The psychologist’s response echoed in my heart still: “What does it mean to me to be a woman?”. Her question had me stumped. How do I view being a woman? How would I describe what being a woman is? Is it primarily linked to reproduction or is there more to it?
The answer was simpler than I thought. Women nurture and show compassion even when, while also being assertive and much stronger than we think. It never ceased to amaze me how much some women can physically and emotionally endure, while also keeping a sweet spirit and their heads held high.
Another question of hers that hit me square in the chest is if I would ever tell someone else the things I tell myself. So on the topic of womanhood, would I ever tell another person she is not a woman because she can’t or doesn’t want to have kids? The answer is in all caps, bolded, and with many, many exclamation marks: “NO!!!!!!!!!!!!!”.
I am not the type of person to use something like that as a weapon against another so viciously, so why is it acceptable and almost easy to use it against myself?
I feel it’s still very much hard-wired into society for any family nuclei to have to want children and for women to want to fulfill that biological role.
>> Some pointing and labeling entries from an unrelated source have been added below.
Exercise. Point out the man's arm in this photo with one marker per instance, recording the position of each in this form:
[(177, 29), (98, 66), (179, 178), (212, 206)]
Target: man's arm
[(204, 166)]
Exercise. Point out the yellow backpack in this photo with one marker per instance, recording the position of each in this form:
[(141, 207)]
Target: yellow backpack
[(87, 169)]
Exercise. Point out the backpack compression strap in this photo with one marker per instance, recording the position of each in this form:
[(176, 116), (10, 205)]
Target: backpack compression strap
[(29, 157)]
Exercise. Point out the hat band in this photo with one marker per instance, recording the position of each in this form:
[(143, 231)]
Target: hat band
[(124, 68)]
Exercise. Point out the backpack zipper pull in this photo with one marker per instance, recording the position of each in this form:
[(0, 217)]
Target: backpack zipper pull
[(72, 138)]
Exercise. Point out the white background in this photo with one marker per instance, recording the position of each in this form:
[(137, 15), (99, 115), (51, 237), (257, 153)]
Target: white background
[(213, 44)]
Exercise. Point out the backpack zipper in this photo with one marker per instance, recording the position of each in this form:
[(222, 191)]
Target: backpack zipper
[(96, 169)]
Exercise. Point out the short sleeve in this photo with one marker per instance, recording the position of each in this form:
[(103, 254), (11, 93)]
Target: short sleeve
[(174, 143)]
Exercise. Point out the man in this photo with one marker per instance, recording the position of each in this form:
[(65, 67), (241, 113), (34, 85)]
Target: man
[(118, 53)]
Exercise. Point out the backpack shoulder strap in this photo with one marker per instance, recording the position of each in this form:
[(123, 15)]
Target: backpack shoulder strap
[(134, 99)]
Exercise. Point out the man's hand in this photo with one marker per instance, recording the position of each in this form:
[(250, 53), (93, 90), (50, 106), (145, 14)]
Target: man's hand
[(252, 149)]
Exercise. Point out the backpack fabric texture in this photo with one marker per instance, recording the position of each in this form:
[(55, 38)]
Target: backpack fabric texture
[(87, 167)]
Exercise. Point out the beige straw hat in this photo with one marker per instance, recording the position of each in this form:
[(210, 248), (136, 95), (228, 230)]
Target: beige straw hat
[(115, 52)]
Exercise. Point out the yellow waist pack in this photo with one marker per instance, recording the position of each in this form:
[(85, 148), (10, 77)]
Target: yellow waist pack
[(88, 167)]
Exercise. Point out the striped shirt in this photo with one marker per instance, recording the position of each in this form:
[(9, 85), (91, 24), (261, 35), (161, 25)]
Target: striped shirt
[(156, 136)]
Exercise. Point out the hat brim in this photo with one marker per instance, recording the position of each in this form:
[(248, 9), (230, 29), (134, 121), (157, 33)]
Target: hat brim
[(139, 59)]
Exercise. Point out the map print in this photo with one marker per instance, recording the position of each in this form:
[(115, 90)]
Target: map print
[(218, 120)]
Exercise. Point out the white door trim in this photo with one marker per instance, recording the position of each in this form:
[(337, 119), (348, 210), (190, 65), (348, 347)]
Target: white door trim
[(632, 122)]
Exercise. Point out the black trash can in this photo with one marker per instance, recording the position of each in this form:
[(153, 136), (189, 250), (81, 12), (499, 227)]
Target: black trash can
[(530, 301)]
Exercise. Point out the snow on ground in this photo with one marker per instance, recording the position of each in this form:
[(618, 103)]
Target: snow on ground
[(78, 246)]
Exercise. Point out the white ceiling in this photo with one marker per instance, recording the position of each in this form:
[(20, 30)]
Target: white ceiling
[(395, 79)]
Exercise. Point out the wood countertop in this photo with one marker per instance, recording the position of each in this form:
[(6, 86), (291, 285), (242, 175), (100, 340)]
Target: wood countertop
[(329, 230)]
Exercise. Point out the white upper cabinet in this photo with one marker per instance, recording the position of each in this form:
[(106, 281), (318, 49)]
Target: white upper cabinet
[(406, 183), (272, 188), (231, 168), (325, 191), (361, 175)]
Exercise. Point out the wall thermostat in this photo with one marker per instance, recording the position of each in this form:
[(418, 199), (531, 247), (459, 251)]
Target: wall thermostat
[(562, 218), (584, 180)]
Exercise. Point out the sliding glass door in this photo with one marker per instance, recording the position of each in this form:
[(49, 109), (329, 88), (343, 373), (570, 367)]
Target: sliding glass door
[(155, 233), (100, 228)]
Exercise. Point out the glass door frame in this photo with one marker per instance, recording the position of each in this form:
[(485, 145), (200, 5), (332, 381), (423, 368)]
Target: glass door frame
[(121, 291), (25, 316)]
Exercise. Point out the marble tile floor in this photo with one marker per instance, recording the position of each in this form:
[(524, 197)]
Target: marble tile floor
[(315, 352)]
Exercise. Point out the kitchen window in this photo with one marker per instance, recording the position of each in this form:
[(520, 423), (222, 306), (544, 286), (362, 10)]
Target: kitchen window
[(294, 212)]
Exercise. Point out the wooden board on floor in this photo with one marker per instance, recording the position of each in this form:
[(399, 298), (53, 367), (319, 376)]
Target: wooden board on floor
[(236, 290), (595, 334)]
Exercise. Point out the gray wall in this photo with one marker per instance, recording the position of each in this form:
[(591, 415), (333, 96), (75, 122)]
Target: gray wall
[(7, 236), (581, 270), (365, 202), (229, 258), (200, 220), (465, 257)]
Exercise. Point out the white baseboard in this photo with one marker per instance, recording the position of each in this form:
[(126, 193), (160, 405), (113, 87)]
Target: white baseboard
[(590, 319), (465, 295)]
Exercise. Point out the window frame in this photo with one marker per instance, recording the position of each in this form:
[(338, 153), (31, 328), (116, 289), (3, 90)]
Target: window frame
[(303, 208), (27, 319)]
But why does it have to be? There is so much good to be done in the world that doesn’t require heavy labels being chained to ourselves.
At this stage, we don’t want kids, not just because we can’t; we are content with enjoying our lives and each other. We might change our minds in the future. We might not. Our decision does not make me less of a woman. God will reveal other ways for us to cultivate the next generation and leave a legacy, and that’s enough.
If I could, I would give the world’s most expensive and rare treasures to help you see yourself as the incredible lady you are who brings compassion and grace to everyone you know, even if you are facing battles others can’t comprehend. I hope you never discount their worth. Just know, you are worthy, and more importantly, God sees you for the queen you are, so rock that crown.